Make ‘em shine : de gouden regels van sponsoring

“Dat wordt niks”, dacht ik.

De koffiebar waar ik zat te werken werd bevolkt door een vrolijke mix van laptopwerkers, expats uit de buurt en een paar oudere kunstenaressen. De piepjonge pubers die plots binnenliepen, vielen dan ook meteen op. “Goeiemiddag, wij zijn van de scouts en geven binnenkort een gróót feest.”, begon de kleinste van de twee.

“We hebben een evenement op Facebook gemaakt”. “We gaan spaghetti verkopen.” “Er gaat een tombola zijn”. “Zou u willen sponsoren?”

Ik was er zéker van dat het daar ging stoppen.

De gouden regel van fondsenwerving is dat je op zoek gaat naar het gedeelde belang. Naar de overlap tussen wat jij nodig hebt en wat de ander nodig heeft. Zomaar geld vragen voor jouw ding, werkt niet.

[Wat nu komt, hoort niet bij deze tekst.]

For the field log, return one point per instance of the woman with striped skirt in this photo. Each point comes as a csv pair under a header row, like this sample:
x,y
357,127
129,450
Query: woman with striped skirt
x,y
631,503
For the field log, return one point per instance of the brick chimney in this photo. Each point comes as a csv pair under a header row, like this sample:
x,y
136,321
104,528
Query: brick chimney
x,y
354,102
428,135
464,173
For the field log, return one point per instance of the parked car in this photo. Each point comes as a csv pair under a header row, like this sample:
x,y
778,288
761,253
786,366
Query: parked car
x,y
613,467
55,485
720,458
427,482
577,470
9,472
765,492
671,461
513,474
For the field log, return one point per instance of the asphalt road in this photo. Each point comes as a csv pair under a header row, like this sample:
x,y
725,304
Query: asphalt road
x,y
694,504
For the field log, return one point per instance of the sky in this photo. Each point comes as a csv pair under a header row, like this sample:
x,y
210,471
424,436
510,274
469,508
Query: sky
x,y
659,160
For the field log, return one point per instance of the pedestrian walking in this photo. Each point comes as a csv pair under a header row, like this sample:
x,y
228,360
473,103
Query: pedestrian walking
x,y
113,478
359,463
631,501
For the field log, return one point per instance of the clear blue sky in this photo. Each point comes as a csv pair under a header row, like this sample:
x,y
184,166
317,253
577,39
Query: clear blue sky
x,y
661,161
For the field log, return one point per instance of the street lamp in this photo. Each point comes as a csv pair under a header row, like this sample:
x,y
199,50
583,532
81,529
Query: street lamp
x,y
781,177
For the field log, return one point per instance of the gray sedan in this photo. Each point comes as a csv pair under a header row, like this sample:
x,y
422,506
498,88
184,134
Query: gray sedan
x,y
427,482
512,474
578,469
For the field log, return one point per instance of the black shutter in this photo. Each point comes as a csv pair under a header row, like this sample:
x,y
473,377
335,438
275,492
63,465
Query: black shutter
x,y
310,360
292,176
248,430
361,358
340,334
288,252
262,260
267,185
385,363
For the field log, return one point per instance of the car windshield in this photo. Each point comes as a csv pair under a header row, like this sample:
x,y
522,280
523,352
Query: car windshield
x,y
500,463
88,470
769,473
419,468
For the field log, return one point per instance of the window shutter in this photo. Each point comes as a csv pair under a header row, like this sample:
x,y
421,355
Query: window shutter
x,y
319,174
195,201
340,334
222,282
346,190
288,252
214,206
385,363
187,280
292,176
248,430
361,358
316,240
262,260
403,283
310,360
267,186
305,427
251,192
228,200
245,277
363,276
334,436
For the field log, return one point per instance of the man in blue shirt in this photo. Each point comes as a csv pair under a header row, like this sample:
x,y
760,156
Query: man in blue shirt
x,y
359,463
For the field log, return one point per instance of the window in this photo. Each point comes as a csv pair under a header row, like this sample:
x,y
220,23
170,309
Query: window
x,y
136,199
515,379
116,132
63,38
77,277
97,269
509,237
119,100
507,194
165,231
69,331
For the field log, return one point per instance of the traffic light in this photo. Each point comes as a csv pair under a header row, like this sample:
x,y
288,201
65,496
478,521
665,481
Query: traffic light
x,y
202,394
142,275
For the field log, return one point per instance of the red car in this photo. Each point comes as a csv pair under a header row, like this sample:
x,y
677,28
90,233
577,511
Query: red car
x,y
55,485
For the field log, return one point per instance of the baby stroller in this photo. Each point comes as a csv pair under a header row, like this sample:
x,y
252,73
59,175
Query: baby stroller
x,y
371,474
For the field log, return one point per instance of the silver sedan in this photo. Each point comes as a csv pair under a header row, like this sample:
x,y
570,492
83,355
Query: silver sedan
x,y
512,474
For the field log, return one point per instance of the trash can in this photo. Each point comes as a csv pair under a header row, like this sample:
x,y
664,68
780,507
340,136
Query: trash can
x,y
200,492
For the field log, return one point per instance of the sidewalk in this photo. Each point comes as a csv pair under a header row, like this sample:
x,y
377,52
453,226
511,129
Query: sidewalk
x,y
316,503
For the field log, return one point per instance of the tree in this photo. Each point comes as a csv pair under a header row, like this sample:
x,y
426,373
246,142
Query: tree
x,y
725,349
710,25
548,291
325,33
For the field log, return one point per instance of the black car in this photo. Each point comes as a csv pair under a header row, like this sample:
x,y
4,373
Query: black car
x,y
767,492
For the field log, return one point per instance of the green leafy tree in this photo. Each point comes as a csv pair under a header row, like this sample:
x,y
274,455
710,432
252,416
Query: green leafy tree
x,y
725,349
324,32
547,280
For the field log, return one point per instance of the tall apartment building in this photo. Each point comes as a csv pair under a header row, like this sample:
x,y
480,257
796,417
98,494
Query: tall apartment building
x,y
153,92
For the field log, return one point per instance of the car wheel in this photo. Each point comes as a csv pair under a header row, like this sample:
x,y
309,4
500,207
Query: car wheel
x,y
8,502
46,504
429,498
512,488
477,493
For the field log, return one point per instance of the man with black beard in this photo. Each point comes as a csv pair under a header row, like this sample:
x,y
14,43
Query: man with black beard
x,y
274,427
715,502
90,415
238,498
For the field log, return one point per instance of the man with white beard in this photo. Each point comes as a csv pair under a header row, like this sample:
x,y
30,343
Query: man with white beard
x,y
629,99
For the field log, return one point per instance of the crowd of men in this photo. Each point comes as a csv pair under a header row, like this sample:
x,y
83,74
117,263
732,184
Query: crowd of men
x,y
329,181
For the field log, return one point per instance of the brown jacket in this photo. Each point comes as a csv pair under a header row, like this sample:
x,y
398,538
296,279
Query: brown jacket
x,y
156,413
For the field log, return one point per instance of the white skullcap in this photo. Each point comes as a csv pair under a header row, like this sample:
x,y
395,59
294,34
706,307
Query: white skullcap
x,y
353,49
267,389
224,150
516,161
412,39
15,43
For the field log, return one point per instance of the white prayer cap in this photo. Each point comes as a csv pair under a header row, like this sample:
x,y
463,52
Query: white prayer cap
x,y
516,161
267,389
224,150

Zou iemand in deze bar ooit bij de scouts geweest zijn? Zouden de scouts hier spontaan ooit koffie komen drinken? Wat is het gedeelde belang? Ik zag het niet.

Toch toverde de barman 3 kortingsbonnen van 20% boven. “Misschien zijn dat leuke prijzen voor bij de tombola?”. De scouts vonden dat een goede deal. De kans is groot dat de bonnen nooit gebruikt worden, dus waarom ze toch uitdelen?

Er is een tweede gouden regel: make ‘em shine. Zorg dat je geldschieter er goed uitkomt. De kortingsbonnen leveren bijna zeker niets op voor de bar. Maar het leverde de barman een sympathieke statusverhoging op tegenover de rest van de klanten.

In elke onderhandeling moet je op zoek gaan naar de nood van de andere partij. De scouts hadden die nood gevonden en trokken goedgezind verder op fondsenpad.

“Zo schattig”, zei een van de kunstenaressen, “zeg daar maar eens nee tegen”.